第63話 宣戦布告への対応

 リウネル子爵邸に着いたフランツたちは、今回の宣戦布告における臨時の作戦本部となっている応接室に向かった。


 するとそこにはリウネル子爵に加え、第三騎士団の南西部隊隊長であるエーリヒ、そしてエーリヒの部下が数名いた。


「待たせてすまないな」


 フランツがそう言ってソファーに腰掛けると、さっそく前置きなしで本題に入る。


 マリーアとカタリーナはフランツの現在の仲間であり、フランツがこの場にいることを許可したため室内にいるが、部屋の端に置かれた椅子に腰掛けているだけだ。

 レオナは部屋の外で待機をしている。


「いえ、休暇を取られているにも関わらず、お呼び立てして申し訳ございません」


 エーリヒがそう言って頭を下げると、イザークが詳細を伝えた。


「今回は内戦が終わってからすぐに突然の宣戦布告がなされ、さらにはクラーケンの一件もあり不穏なため、皇帝陛下によって正式に、第三騎士団だけでなく第一騎士団へも国防への尽力が命じられました。しかし団長は休暇中のため、私が臨時で第一騎士団を動かそうと思っていたのですが……」


 そこで意味深に言葉を切ったイザークが、フランツの瞳をしっかりと見つめて続きを告げた。
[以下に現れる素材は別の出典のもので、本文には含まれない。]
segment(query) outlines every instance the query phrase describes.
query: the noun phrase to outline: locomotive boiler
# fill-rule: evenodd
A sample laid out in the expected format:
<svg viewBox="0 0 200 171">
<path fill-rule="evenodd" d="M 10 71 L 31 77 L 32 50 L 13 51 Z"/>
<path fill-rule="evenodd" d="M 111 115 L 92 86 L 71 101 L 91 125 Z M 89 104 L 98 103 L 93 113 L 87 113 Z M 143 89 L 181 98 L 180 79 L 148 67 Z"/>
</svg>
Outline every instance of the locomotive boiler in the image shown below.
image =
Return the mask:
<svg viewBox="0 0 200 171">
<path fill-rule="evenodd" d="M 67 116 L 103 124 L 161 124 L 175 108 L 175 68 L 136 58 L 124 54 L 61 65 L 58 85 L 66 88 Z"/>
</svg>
「団長がこの街にいることを知ったヴォルシュナー公爵による強い要請により、一時的に団長には騎士団へと戻っていただくことになりました」


 ヴォルシュナー公爵による強い要請。その言葉にフランツは僅かに眉を寄せたが、ほとんど表情を変えることなく口を開く。


「……戦場はヴォルシュナー公国内なのか?」

「はい。宣戦布告の書状に戦場の指定がありました。場所はここリウネルからほど近い国境の山にある、比較的広い谷です」


 その谷とはシュトール帝国とサヴォワ王国、どちらから行くにしても険しい山道を進んだ先にある谷で、珍しいことに平らな草原となっている場所だ。
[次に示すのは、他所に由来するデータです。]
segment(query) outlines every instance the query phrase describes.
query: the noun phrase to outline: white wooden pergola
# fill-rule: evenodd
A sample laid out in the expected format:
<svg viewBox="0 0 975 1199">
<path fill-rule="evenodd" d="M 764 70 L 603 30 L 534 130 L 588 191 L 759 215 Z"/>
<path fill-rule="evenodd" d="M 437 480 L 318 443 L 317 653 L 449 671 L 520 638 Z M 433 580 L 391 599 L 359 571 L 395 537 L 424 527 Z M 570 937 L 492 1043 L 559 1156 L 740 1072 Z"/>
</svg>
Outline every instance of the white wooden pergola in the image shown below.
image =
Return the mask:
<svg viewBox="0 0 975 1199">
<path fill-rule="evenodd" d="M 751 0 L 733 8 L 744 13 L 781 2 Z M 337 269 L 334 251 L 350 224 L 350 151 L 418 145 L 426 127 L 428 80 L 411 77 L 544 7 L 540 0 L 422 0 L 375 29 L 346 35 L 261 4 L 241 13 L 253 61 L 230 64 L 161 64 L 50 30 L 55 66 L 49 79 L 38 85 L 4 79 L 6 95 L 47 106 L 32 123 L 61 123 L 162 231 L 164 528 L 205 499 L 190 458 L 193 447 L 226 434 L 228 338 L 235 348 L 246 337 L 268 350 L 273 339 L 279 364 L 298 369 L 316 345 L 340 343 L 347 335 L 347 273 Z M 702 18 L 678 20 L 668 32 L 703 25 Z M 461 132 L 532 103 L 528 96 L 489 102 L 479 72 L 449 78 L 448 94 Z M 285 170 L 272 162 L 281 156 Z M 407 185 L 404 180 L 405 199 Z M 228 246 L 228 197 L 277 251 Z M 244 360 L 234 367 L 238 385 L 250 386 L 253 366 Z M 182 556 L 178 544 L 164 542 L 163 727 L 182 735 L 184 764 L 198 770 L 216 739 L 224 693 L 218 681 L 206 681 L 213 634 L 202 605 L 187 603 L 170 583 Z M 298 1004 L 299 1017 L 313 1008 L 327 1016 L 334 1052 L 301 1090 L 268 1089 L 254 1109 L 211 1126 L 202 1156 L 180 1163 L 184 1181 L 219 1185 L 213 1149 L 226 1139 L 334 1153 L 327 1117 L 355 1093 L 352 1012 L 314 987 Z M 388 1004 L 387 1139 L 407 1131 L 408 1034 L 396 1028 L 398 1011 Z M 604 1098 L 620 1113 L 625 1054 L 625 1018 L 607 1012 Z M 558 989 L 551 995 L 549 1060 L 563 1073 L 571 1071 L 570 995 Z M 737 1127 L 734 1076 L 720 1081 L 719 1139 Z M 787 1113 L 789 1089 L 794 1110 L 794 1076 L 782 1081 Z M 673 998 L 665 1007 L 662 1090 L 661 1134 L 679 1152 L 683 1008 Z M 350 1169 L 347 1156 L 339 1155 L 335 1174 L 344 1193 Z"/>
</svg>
 両国が陸路での交易をしていたときには、ほとんどの場合でこの草原を通過していた、そんな場所である。


「異例続きの宣戦布告にも関わらず、戦場は指定されているのか……」


 国同士が争う場合には無駄な犠牲を避けるため、戦場が指定されて軍同士がぶつかり合うというのはよくある話だ。

 しかし今回は、その通例に則っているというのが、逆に違和感を生ませた。


「はい。しかし向こうからの要求はないのです」

「要求がないだと?」


 戦場が指定された宣戦布告は、指定した側から要求があるのが当たり前だ。その要求が呑めるものならば、話し合いによって戦争が回避されることも多々ある。


(疑問点が多すぎる宣戦布告だな……しかし情報が増えない以上、いくら考えても向こうの考えは分からない)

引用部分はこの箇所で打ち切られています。